This function finds and reads HTML/XML files from a local directory or Google Drive folder that match specified patterns. It extracts tables from the files and returns a list of tibbles containing the submission data.
Arguments
- path
The path to the local directory containing the HTML/XML files, or a Google Drive folder URL. If it's a Google Drive URL, the function will download the entire folder to a temporary directory.
- title
A character vector of patterns to match against the file names. Each pattern is processed separately and results are combined.
- keep_loc
A character string specifying where to save downloaded files (only for Google Drive URLs). If NULL (default), files are downloaded to a temporary directory and deleted after processing. If specified, files are downloaded to this location and kept.
- verbose
A logical value (TRUE or FALSE) specifying verbosity level. If TRUE, reports files that are removed during processing.
Value
A named list of tibbles, where each tibble contains the data from one HTML/XML file that matches any of the specified patterns and has valid table structure.
Details
Google Drive allows for more than one file with the exact same name. If you download files manually ("by hand"), you will get both files but with one of them automatically renamed by your browser. However, if you use the Google Drive functionality in this function, the second file will overwrite the first, potentially resulting in data loss.
Examples
if (FALSE) { # \dontrun{
# Find submissions from local directory
path <- file.path(find.package("tutorial.helpers"), "tests/testthat/fixtures/answers_html")
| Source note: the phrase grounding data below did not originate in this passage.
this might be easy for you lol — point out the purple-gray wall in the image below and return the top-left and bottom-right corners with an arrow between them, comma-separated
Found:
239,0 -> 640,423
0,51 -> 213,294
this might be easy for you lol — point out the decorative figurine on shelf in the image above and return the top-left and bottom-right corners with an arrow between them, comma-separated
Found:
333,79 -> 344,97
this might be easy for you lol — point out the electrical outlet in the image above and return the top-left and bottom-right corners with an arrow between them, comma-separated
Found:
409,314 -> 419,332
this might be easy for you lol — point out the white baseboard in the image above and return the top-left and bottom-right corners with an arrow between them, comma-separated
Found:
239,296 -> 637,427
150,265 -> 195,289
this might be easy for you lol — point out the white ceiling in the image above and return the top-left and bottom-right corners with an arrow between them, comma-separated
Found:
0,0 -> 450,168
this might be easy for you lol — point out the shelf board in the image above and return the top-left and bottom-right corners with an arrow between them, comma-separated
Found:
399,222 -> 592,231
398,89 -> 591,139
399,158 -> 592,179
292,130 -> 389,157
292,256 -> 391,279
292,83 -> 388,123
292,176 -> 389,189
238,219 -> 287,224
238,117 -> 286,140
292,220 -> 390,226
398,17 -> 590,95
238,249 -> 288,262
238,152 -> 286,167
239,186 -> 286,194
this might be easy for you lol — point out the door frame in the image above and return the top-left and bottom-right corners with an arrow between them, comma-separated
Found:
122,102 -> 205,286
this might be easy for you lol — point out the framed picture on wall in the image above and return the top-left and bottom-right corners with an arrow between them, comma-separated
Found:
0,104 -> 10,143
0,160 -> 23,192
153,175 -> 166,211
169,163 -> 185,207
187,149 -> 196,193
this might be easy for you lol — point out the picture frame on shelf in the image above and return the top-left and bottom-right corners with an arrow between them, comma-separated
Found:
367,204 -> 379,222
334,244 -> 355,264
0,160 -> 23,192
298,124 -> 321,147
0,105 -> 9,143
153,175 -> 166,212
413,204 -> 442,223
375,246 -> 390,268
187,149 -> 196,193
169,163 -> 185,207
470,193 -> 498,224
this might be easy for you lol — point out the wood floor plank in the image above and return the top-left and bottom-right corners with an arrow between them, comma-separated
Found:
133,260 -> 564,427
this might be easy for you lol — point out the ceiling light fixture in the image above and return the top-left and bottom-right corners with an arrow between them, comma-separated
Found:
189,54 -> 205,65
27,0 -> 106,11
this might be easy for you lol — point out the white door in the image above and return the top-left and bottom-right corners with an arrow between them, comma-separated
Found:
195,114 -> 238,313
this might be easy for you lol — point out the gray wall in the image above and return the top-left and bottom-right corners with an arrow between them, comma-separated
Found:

tibble_list <- gather_submissions(path = path, title = "stop", verbose = TRUE)
# Find submissions from Google Drive folder (temporary download)
drive_url <- "https://drive.google.com/drive/folders/your_folder_id"
tibble_list <- gather_submissions(
path = drive_url,
title = c("probability")
)
# Find submissions from Google Drive folder (keep files)
tibble_list <- gather_submissions(
path = drive_url,
title = c("probability"),
keep_loc = "~/my_downloads/"
)
} # }